Aktivisme mempunyai seruan baru bagi para penggembala mutiara. Dia tahu bahwa itu bisa digunakan untuk menjalin hubungan dengan orang-orang yang dicintainya yang mendukung Israel dan mungkin kembali ke Carolina Utara untuk melatih pasien dalam pengobatan. Dia tahu hal itu menekan hubungannya dengan istrinya. Tapi dia terus maju.

“Begitu banyak anak yang mati di depanmu dan sepertinya hidupmu tidak seperti apa.”

Rumah Sakit di bawah blokade

Perawat trauma berusia 43 tahun, Andy Van menghabiskan sebagian besar hidupnya di ambulans, ruang gawat darurat, dan perjalanan pencarian dan penyelamatan backcontri di Washington, rumahnya.
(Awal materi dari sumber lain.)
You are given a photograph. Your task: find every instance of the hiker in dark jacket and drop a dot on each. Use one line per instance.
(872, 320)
Dia menghabiskan beberapa bulan untuk memberikan perawatan pengobatan di lini pertama perang Ukraina.

Dia bangga pada dirinya sendiri karena tetap tenang bahkan dalam situasi sulit. Namun, ia kerap merasakan air mata selama menjalani Rumah Sakit Sukarela di Kota Gaza.
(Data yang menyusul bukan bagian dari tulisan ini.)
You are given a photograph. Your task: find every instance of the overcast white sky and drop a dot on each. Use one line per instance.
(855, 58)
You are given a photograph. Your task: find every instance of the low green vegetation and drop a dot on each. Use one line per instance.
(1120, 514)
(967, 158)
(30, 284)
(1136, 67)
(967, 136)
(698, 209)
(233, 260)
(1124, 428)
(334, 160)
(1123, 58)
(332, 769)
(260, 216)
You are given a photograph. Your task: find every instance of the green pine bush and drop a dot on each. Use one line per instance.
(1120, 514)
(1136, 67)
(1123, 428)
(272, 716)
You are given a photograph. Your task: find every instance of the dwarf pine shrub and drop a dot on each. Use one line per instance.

Bukan bencana genosida yang mengguncangnya, atau suara napas pendek saat seorang pasien yang tertembak di tengkorak juga kembali meninggal.
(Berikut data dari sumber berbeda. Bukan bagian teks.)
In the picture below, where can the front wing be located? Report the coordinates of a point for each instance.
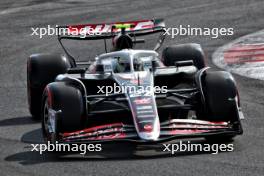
(169, 130)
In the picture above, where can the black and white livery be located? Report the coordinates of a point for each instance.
(153, 98)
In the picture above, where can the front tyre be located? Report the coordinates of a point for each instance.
(62, 110)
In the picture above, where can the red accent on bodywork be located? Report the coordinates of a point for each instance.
(106, 27)
(93, 129)
(148, 128)
(174, 132)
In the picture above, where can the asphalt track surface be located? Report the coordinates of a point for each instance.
(17, 130)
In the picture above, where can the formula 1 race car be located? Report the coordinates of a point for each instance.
(131, 94)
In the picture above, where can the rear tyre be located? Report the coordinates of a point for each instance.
(220, 96)
(41, 70)
(184, 52)
(67, 101)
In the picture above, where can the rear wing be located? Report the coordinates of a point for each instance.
(109, 30)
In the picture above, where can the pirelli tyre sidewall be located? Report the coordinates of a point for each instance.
(183, 52)
(67, 101)
(220, 95)
(41, 70)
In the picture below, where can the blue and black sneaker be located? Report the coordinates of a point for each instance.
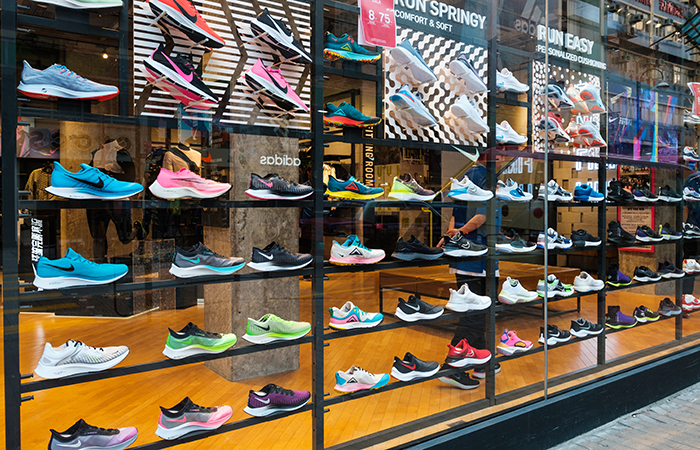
(74, 270)
(89, 182)
(406, 55)
(345, 47)
(351, 189)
Tampaknya tak terhitung banyaknya kerusakan yang bisa menyelamatkan keadaan biasa.

Seperti anak laki-laki, dia terkejut karena ventilator di rumah sakit tidak mencukupi. Atau pasien yang meninggal karena kekurangan antibiotik dan infeksi yang diobati agar lukanya diberi balutan yang tepat.

Perawatan merawat seorang pasien di Rumah Sakit Al-Kuds di Kota Gaza.

Andy Von, Bottom Wright, bekerja selama tiga bulan di Rumah Sakit Al-Kuds di Gaza.

(Atas izin Andy Von)

“Oleh pasien-pasien di jamanku, aku telah menjadi hantu yang mungkin tidak seharusnya mati,” kata Von.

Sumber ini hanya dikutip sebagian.